An early, but still effective, technique uses models of the effective potential to calculate masses of quarkonium states. In this technique, one uses the fact that the motion of the quarks that comprise the quarkonium state is non-relativistic to assume that they move in a static potential, much like non-relativistic models of the hydrogen atom. One of the most popular potential models is the so-called Cornell (or funnel) potential:
 $V(r) = -\frac{a}{r} + b\,r,$
where $r$ is the effective radius of the quarkonium state, $a$ and $b$ are parameters.

This potential has two parts.

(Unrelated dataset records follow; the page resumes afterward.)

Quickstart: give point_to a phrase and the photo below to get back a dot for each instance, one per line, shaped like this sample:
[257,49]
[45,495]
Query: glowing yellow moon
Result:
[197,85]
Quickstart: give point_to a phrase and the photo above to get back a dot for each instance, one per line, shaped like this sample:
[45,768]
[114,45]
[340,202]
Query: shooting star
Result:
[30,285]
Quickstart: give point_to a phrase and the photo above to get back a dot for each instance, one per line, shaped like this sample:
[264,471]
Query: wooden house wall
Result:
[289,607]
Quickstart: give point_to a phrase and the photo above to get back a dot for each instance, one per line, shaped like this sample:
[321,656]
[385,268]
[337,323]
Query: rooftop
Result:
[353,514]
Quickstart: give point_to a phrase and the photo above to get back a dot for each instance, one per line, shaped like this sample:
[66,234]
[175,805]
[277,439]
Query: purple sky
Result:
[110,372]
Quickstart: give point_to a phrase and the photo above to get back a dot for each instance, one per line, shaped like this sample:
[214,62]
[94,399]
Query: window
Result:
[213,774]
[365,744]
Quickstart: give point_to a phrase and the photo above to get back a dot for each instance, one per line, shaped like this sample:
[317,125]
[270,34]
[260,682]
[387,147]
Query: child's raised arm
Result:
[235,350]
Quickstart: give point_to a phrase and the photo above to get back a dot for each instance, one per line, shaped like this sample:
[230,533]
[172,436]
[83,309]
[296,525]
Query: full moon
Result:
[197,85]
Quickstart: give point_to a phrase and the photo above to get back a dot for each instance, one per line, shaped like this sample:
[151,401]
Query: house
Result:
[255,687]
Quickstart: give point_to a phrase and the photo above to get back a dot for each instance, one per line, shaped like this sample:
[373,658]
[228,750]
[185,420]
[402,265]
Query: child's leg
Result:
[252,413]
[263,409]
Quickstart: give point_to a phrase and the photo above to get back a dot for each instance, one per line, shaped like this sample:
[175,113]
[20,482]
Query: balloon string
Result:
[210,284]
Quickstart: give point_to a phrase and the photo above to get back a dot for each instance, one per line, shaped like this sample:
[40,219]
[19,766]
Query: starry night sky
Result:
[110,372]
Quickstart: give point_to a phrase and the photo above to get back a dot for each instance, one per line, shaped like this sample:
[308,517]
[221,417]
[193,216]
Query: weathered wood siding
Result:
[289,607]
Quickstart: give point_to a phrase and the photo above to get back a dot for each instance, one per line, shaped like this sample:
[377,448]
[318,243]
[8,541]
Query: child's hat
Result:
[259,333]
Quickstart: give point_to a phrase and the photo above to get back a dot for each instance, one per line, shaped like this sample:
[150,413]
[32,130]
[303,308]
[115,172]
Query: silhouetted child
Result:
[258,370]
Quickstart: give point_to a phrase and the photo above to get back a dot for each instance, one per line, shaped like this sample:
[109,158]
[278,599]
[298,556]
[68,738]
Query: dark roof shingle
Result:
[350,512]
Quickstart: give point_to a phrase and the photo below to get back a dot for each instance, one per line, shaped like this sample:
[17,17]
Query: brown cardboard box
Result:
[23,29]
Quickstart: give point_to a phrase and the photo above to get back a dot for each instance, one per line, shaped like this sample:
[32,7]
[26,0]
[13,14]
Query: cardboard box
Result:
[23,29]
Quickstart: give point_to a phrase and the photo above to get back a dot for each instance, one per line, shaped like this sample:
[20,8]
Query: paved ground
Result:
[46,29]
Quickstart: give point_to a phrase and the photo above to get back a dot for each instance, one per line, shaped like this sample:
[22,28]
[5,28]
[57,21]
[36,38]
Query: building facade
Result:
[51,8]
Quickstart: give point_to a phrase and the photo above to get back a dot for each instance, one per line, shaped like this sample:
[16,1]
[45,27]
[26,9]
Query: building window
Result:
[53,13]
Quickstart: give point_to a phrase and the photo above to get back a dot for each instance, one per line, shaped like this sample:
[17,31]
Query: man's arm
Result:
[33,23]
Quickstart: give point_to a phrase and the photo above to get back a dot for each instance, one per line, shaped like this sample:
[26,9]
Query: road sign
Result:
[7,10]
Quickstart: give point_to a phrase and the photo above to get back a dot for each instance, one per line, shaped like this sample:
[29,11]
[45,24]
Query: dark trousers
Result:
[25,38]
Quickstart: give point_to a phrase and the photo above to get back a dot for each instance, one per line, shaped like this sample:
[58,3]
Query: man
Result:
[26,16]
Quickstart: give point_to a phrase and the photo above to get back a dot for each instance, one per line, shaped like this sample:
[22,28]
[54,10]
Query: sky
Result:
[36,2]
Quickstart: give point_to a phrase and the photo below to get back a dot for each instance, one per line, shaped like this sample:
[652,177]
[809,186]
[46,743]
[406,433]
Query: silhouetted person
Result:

The first part, $a/r$, corresponds to the potential induced by one-gluon exchange between the quark and its anti-quark, and is known as the Coulombic part of the potential, since its $1/r$ form is identical to the well-known Coulombic potential induced by the electromagnetic force.

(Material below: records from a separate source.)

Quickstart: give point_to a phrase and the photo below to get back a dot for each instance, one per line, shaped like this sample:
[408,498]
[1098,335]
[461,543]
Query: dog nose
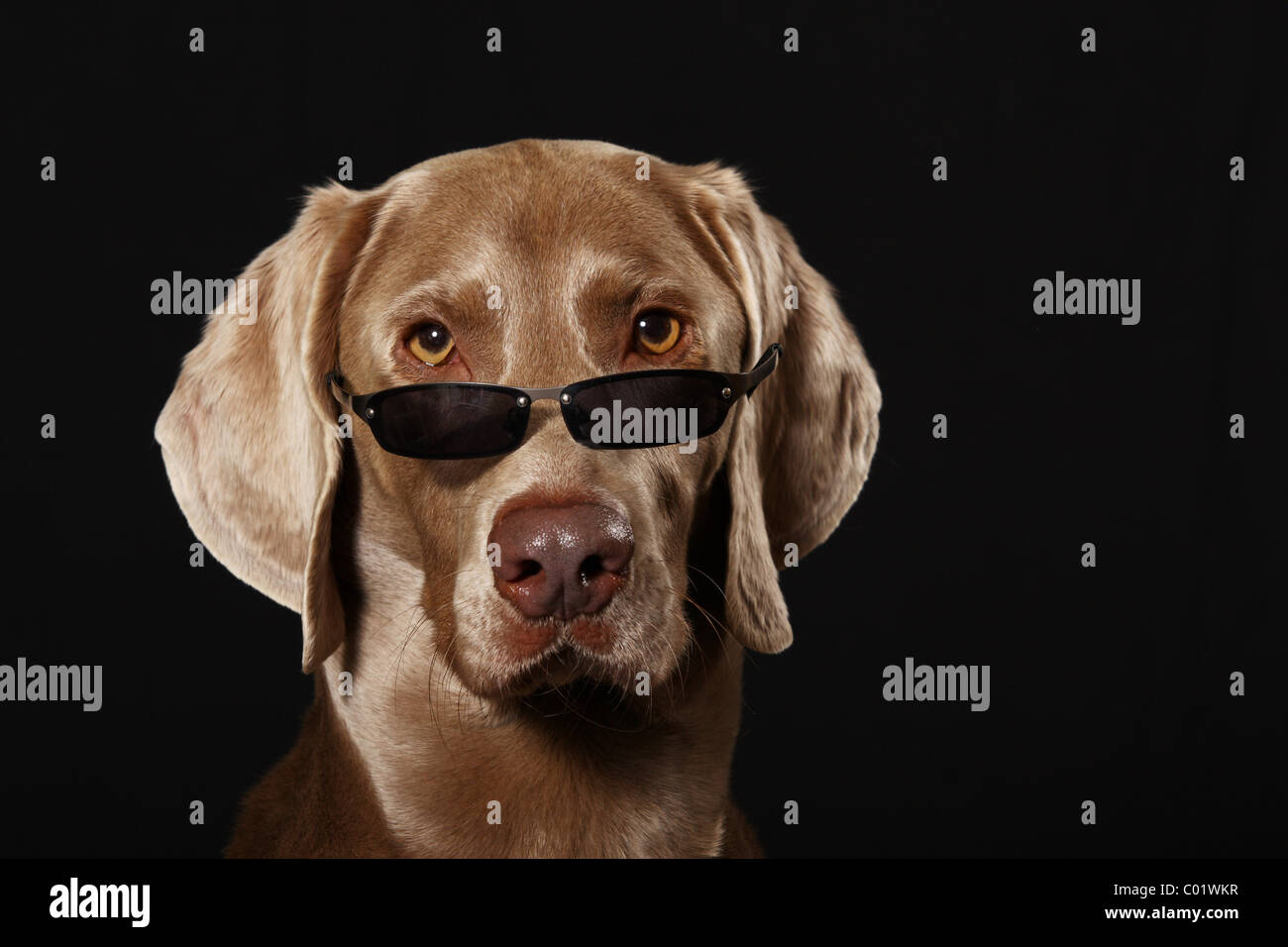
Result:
[561,561]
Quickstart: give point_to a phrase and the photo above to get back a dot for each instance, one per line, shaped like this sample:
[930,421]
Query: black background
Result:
[1108,684]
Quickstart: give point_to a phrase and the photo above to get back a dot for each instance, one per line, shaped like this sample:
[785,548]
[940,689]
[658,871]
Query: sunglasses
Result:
[452,420]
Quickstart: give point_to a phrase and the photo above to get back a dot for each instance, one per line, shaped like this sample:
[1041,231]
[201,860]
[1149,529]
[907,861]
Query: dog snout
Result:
[562,561]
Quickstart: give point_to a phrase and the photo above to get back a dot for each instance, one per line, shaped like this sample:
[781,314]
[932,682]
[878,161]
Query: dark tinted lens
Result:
[649,410]
[447,420]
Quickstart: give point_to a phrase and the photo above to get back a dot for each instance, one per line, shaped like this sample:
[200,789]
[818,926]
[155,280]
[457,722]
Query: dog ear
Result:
[249,436]
[802,444]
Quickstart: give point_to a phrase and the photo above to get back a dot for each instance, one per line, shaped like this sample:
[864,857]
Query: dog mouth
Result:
[567,665]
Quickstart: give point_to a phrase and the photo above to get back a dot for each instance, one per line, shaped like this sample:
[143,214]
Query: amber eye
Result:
[657,331]
[432,343]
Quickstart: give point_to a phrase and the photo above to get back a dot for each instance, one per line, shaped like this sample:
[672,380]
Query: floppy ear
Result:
[249,434]
[802,444]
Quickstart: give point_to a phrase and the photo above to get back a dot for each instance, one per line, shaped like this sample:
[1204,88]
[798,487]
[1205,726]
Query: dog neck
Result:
[458,775]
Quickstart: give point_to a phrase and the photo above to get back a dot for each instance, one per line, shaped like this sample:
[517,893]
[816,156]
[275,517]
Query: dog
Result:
[537,652]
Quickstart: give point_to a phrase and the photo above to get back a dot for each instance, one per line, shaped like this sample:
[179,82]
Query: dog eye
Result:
[432,343]
[657,331]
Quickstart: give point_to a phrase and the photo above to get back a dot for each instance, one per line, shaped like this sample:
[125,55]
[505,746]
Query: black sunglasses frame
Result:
[733,386]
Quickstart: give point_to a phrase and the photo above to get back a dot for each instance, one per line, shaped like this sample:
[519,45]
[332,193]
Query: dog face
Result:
[527,264]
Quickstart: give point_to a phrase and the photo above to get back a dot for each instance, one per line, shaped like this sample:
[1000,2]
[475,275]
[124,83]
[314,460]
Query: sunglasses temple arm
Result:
[339,393]
[763,368]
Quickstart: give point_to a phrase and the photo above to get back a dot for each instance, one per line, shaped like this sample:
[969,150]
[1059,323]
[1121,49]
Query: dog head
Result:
[527,264]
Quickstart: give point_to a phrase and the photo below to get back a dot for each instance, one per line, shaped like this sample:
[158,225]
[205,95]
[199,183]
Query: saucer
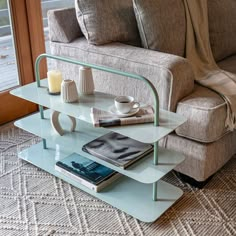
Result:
[114,111]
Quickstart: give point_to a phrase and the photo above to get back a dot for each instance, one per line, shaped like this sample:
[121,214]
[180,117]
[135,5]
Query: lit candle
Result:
[54,81]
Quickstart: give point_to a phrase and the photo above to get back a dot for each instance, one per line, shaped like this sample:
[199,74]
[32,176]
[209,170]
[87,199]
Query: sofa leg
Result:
[191,181]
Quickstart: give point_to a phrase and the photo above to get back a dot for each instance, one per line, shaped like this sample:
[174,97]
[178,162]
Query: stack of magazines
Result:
[118,149]
[102,118]
[112,147]
[88,173]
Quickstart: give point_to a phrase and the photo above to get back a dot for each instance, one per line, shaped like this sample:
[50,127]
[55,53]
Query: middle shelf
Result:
[143,170]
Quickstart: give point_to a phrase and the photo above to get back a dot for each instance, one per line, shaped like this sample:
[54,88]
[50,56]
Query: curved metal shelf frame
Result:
[113,71]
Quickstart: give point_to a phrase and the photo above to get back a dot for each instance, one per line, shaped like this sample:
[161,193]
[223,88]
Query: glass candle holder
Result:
[54,81]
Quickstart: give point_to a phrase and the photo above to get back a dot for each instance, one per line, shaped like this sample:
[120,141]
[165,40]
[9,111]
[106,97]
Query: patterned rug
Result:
[33,202]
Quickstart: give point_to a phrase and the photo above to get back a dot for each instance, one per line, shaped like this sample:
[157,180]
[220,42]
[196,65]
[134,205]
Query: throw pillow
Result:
[222,27]
[106,21]
[162,25]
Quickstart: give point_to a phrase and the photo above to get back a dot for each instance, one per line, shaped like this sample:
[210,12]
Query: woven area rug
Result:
[33,202]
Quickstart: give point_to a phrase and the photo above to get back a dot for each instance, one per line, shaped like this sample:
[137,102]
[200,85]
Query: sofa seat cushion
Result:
[162,25]
[106,21]
[228,64]
[205,111]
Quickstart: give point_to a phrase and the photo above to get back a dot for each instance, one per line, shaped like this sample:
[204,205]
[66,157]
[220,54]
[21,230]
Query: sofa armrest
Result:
[171,75]
[63,25]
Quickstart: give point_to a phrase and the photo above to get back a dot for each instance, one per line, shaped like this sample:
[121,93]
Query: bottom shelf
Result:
[126,194]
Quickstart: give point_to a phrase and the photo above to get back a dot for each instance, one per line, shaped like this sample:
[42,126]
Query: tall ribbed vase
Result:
[86,85]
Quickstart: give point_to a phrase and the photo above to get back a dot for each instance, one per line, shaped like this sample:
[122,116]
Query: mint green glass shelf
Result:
[143,171]
[128,195]
[147,133]
[132,192]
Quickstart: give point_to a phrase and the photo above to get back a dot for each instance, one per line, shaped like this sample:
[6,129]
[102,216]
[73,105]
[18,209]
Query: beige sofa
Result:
[203,139]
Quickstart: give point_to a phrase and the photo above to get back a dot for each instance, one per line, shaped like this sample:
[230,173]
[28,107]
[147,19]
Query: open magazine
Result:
[102,118]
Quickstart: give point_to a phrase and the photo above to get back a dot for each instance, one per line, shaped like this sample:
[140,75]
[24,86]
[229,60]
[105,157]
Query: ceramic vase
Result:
[86,84]
[69,91]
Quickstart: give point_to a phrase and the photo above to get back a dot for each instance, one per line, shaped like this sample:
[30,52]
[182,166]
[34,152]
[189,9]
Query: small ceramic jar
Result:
[69,91]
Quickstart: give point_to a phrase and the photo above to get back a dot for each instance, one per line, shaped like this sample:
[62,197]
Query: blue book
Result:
[86,171]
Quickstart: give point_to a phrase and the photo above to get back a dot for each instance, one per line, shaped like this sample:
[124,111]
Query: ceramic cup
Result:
[124,104]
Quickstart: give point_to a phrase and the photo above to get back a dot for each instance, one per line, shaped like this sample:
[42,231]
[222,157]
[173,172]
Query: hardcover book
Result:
[89,173]
[117,149]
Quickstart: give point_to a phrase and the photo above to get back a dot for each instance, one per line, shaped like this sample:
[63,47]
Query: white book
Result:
[86,183]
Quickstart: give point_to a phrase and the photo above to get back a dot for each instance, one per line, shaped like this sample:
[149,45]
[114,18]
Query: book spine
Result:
[111,161]
[77,178]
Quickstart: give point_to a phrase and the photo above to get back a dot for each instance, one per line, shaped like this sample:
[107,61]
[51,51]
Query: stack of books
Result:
[112,147]
[88,173]
[102,118]
[118,149]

The second part, $b\,r$, is known as the confinement part of the potential, and parameterizes the poorly understood non-perturbative effects of QCD. Generally, when using this approach, a convenient form for the wave function of the quarks is taken, and then $a$ and $b$ are determined by fitting the results of the calculations to the masses of well-measured quarkonium states. Relativistic and other effects can be incorporated into this approach by adding extra terms to the potential, much as is done for the model hydrogen atom in non-relativistic quantum mechanics.

This form was derived from QCD up to $\mathcal{O}(\Lambda^3_\text{QCD}\,r^2)$ by Sumino (2003). It is popular because it allows for accurate predictions of quarkonium parameters without a lengthy lattice computation, and provides a separation between the short-distance Coulombic effects and the long-distance confinement effects that can be useful in understanding the quark / anti-quark force generated by QCD.

Quarkonia have been suggested as a diagnostic tool of the formation of the quark–gluon plasma: Both disappearance and enhancement of their formation depending on the yield of heavy quarks in plasma can occur.